02 May 2020

How businesses can address rising absenteeism resulting from the mental health impact of lockdown



New research[i] highlights concerns that home working is causing a rise in employee burnout and ‘e-presenteeism’, with almost three in five (58 per cent) HR managers fearing losing staff to sick leave as a result of the mental health impacts of working in lockdown.

The research, conducted by Mental Health Foundation and LinkedIn amongst HR professionals, found that more than half (54 per cent) said that mental health issues such as stress, burnout, isolation and loneliness had increased in their workforce since the coronavirus crisis hit and most employees are working from home.

Over three-quarters (79 per cent) said they believed the widespread implementation of home working encouraged so-called ‘e-presenteeism’ – where workers feel obliged to be online and available, even if feeling unwell or already having worked their contracted hours.

Adrian Lewis, director at Activ Absence said, “The impact of the coronavirus lockdown on employee’s mental health is starting to show as we go into the eighth week of measures to curb the spread of the virus.

“Many workers will be working remotely in isolation for the first time, which can be difficult, especially if they are used to working in a busy office environment.  Couple this with fears of catching the virus and job insecurity and this can amplify feelings of stress, anxiety and depression.

“People could also be feeling unwell from Covid-19 symptoms but feel they must continue working as they don’t want to appear to be slacking.

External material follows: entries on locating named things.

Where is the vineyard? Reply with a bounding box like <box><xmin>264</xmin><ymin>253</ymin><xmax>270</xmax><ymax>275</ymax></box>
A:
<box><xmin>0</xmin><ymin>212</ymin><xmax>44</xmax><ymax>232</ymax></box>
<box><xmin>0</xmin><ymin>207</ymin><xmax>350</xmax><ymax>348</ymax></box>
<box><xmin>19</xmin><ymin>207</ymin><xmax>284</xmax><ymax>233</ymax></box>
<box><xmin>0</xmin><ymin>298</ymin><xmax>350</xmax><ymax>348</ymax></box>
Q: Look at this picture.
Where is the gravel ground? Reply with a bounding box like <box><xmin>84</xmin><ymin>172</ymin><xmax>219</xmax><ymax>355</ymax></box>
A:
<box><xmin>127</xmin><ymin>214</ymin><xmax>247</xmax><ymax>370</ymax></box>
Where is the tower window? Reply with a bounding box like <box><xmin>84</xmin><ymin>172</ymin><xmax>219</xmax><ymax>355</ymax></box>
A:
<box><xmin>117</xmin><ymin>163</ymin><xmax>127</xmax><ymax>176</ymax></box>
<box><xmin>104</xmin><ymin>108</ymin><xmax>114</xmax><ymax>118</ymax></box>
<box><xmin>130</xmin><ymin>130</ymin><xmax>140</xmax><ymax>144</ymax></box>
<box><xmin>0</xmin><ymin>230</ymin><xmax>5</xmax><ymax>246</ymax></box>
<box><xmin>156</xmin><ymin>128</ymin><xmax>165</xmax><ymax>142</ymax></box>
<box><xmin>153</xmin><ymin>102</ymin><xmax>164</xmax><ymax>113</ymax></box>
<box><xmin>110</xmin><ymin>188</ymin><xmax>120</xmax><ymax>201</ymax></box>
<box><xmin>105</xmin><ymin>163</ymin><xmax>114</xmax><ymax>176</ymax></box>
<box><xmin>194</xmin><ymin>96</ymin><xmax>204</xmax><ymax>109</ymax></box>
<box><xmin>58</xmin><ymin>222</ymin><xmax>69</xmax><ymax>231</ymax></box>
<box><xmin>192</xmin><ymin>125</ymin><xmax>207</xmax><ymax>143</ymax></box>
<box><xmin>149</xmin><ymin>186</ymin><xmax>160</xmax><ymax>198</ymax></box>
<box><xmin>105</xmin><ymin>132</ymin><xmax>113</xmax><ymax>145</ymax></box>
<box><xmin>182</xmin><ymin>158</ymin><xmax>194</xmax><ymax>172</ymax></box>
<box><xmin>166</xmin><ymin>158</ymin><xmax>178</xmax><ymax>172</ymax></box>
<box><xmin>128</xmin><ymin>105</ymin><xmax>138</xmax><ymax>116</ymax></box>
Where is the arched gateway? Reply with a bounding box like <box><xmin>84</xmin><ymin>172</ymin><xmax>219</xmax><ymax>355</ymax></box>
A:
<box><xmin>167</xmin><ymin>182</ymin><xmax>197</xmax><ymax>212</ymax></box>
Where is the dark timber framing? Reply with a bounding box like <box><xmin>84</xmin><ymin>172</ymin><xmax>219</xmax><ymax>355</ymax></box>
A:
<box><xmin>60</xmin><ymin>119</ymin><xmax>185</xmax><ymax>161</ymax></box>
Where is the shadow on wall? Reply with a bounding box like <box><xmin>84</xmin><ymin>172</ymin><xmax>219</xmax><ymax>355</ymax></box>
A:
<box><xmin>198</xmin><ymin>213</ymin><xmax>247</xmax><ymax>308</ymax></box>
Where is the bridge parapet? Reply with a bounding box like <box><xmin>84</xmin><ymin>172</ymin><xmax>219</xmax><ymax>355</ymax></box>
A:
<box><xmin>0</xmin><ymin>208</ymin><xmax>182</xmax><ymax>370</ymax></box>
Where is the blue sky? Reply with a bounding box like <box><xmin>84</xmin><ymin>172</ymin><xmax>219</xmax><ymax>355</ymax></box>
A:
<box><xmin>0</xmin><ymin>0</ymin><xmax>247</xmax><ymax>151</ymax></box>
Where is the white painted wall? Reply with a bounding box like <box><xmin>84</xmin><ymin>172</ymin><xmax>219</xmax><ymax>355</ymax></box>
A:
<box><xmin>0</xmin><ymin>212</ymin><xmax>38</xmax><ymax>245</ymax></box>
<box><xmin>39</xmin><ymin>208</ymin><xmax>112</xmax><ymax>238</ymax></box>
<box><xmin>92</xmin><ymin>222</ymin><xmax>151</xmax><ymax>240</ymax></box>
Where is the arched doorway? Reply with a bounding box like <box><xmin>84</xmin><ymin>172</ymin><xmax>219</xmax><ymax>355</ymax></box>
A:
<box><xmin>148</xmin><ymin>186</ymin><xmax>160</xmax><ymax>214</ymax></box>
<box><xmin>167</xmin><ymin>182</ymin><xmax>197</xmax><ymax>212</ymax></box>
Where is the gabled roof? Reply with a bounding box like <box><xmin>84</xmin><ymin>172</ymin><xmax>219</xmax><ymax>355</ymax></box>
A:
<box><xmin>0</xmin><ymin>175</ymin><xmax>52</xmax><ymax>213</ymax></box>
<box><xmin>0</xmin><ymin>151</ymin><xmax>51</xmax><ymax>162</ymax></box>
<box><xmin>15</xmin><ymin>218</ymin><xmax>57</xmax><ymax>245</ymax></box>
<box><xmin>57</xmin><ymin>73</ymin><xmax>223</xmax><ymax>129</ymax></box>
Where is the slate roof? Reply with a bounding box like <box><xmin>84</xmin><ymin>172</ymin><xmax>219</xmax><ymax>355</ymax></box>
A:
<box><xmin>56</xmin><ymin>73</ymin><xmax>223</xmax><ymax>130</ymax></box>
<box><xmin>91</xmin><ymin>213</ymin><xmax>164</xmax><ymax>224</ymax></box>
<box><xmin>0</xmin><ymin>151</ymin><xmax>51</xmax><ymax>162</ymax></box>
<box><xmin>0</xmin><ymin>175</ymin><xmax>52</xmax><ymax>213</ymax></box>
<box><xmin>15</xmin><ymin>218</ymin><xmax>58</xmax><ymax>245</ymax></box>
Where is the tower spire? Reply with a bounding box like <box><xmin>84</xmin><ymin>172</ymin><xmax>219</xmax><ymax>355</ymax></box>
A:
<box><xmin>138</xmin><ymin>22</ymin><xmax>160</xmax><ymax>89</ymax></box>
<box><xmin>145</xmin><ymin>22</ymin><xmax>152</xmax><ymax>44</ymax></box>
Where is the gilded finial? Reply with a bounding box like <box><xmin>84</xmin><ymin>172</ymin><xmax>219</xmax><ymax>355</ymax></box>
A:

Consequently, employers may find that more people end up being off sick, which could severely impact the productivity of their business and how quickly they can recover once lockdown is over.”

The research also surveyed adults working from home and found that the majority (86 per cent) said remote working was having a negative impact on their health. A third of workers (30 per cent) saying they were experiencing increased anxiety, with a similar number (31 per cent) reporting disturbed sleep.

Adrian Lewis adds, “This is a worrying time both for employees and employers. Now more than ever businesses need to be looking after their staff and supporting them to have good mental health at what is a very challenging time.

“One of the ways to do this is by using cloud-based absence management software to record absence and spot trends. There could be a tendency for managers not to log sick leave during this time, but it is essential to have an online system in place for doing so.

“This is the only way to know who is off when and ensure back to work interviews are carried out remotely to give people a chance to speak about any issues they may be having.

“Uncovering the root causes and working with people in order to address any concerns they may be having whilst working from home could really help reduce absenteeism and e-presenteeism going forward.

Absence management software can help companies manage people working remotely and  keep track of what is happening with their workforce and ensure they are mentally fit and well.”